Malgré ce que certains documentaires récents pourraient vous faire croire, il était indéniable que les Beatles commençaient à se fracturer en 1969. La croissance personnelle signifiait que le mode opératoire standard qui existait dans le groupe depuis l’adolescence des membres ne fonctionnait plus : George Harrison avait besoin de plus d’autonomie, tandis que John Lennon et Paul McCartney avaient besoin de plus d’espace en tant qu’auteurs-compositeurs indépendants. Après plus d’une décennie de compromis, plus personne ne veut concéder ou négocier.
Comme ils s’éloignaient les uns des autres en tant que personnes et en tant que membres du groupe, il devenait de plus en plus difficile pour chacun des Beatles de motiver correctement le reste du groupe pour l’aider à donner vie à ses idées. C’est le cas de Harrison, dont les brillantes compositions telles que « All Things Must Pass » et « Isn’t It a Pity » ne sont pas prises en compte, même si McCartney et Lennon n’ont rien à apporter. Mais McCartney se dit également frustré par le fait que Lennon et Harrison semblent se contenter de suivre le mouvement, sans écouter ses suggestions et en éprouvant de plus en plus de ressentiment à l’égard de ses directives.

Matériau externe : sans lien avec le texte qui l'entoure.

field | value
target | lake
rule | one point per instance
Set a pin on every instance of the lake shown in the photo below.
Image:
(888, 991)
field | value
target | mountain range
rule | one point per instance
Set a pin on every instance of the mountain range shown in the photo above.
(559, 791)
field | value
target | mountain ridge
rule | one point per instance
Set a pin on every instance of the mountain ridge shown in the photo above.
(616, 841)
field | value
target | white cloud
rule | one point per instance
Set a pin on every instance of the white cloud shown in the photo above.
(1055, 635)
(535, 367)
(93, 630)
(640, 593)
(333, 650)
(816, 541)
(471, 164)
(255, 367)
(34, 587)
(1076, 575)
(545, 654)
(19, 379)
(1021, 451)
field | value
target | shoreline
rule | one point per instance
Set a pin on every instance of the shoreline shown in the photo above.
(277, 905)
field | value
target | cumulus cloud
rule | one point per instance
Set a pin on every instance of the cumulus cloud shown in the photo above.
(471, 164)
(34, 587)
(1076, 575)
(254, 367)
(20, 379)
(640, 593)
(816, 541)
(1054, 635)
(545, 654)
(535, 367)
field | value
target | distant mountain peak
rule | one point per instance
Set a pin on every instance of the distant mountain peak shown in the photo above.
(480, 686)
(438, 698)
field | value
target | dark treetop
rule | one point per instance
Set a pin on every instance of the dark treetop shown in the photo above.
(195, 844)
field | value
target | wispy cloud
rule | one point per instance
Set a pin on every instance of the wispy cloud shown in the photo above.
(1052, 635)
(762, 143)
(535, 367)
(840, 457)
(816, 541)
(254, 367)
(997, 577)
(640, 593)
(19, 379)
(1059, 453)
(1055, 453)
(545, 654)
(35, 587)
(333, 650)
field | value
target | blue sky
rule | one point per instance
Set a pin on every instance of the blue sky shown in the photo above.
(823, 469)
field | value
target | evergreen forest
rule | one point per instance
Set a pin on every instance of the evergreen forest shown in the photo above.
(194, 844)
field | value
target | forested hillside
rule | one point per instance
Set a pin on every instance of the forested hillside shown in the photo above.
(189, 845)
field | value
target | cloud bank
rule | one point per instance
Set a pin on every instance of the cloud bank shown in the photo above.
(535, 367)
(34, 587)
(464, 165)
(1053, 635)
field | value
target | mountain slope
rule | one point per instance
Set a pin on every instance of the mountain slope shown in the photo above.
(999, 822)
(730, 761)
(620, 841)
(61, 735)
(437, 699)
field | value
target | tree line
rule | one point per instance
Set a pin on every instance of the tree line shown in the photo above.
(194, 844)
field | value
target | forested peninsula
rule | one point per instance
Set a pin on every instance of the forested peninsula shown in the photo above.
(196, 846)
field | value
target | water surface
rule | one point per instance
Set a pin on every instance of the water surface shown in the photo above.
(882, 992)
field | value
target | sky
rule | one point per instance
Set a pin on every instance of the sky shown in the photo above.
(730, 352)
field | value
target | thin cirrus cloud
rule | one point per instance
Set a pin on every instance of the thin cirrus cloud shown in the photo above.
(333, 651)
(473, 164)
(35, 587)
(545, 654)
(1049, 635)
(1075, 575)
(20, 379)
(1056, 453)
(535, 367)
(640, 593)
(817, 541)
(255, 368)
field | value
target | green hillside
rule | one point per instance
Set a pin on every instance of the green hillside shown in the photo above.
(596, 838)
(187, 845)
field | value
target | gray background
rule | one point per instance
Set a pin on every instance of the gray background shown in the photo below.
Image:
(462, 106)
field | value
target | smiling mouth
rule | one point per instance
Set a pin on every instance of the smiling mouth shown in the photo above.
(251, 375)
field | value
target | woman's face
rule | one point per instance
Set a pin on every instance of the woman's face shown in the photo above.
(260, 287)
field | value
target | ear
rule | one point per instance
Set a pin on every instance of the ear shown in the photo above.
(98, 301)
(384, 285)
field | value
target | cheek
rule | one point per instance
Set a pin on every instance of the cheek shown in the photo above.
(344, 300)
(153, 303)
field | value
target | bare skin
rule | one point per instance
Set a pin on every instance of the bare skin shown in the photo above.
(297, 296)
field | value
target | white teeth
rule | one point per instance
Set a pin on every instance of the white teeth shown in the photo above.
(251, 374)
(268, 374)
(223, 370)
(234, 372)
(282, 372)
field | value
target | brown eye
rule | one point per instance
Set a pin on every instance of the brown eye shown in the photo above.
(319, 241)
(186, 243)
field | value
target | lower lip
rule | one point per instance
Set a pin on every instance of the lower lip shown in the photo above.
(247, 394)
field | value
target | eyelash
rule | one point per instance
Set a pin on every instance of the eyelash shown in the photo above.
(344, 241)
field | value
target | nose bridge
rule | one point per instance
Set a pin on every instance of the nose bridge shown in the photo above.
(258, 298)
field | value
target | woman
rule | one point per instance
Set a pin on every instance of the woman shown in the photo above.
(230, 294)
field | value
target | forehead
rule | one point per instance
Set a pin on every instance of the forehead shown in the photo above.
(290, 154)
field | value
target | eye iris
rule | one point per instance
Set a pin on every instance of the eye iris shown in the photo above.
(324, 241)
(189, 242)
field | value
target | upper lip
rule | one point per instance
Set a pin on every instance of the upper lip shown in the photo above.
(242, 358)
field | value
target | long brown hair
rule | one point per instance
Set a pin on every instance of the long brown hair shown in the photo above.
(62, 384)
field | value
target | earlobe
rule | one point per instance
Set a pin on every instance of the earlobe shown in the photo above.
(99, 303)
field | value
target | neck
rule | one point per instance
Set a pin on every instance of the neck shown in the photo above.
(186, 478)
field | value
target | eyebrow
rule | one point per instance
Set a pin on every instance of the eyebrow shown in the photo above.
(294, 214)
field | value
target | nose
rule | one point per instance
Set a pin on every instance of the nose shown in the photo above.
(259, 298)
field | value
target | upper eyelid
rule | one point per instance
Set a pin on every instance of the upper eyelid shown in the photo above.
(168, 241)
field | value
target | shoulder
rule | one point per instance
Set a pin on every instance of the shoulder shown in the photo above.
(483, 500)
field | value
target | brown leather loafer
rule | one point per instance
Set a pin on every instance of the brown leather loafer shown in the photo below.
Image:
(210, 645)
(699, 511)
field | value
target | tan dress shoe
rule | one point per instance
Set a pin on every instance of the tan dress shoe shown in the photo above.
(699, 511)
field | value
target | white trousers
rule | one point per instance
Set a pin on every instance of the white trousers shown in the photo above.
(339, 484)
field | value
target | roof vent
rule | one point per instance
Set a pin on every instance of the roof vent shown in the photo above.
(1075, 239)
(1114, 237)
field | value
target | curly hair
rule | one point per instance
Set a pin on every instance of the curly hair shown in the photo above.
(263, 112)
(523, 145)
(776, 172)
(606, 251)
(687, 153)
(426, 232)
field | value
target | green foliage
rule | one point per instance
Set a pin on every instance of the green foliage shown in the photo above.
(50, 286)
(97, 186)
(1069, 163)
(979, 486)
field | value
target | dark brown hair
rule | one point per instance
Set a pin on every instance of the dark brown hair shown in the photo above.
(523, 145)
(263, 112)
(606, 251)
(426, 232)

À cette époque, Lennon connaît son lot de difficultés : il est en train de divorcer de sa première femme Cynthia, lui et sa nouvelle épouse Yoko Ono sont en pleine dépendance à l’héroïne, Ono a fait une fausse couche et son groupe est confronté à une situation professionnelle de plus en plus difficile. Lennon n’avait pas grand-chose à apporter aux sessions de Get Back, il a donc fouillé dans les archives pour faire revivre un vieil enregistrement en vue d’une éventuelle inclusion.
Across the Universe » était apparu pour la première fois sur la compilation No One’s Gonna Change Our World du World Wildlife Fund en 1969, mais la piste de base avait été coupée presque deux ans auparavant. Le mixage du single de charité a eu lieu alors que le groupe était séquestré dans les studios de Twickenham, et Lennon a joué sans conviction la chanson pour qu’elle soit éventuellement incluse dans leur prochain album. Les images ont été capturées pour le documentaire original de Michael-Lindsay Hogg, Let It Be, et il a été décidé que « Across the Universe » serait inclus dans l’album final.
Mais Lennon n’est pas satisfait de la production du morceau. Il ne l’aime pas lorsqu’elle est terminée au début de 1968, et il n’aime pas non plus le mixage qui apparaît sur Nothing’s Gonna Change Our World. Mais il pensait toujours que la chanson était l’une de ses meilleures, déclarant à Rolling Stone en 1970 : « C’est l’un des meilleurs textes que j’ai écrits. En fait, ça pourrait être les meilleures. C’est de la bonne poésie, ou peu importe comment vous l’appelez, sans la mâcher. Tu vois, ceux que j’aime sont ceux qui se tiennent comme des mots, sans mélodie. Ils n’ont pas besoin d’avoir de mélodie, comme un poème, on peut les lire. »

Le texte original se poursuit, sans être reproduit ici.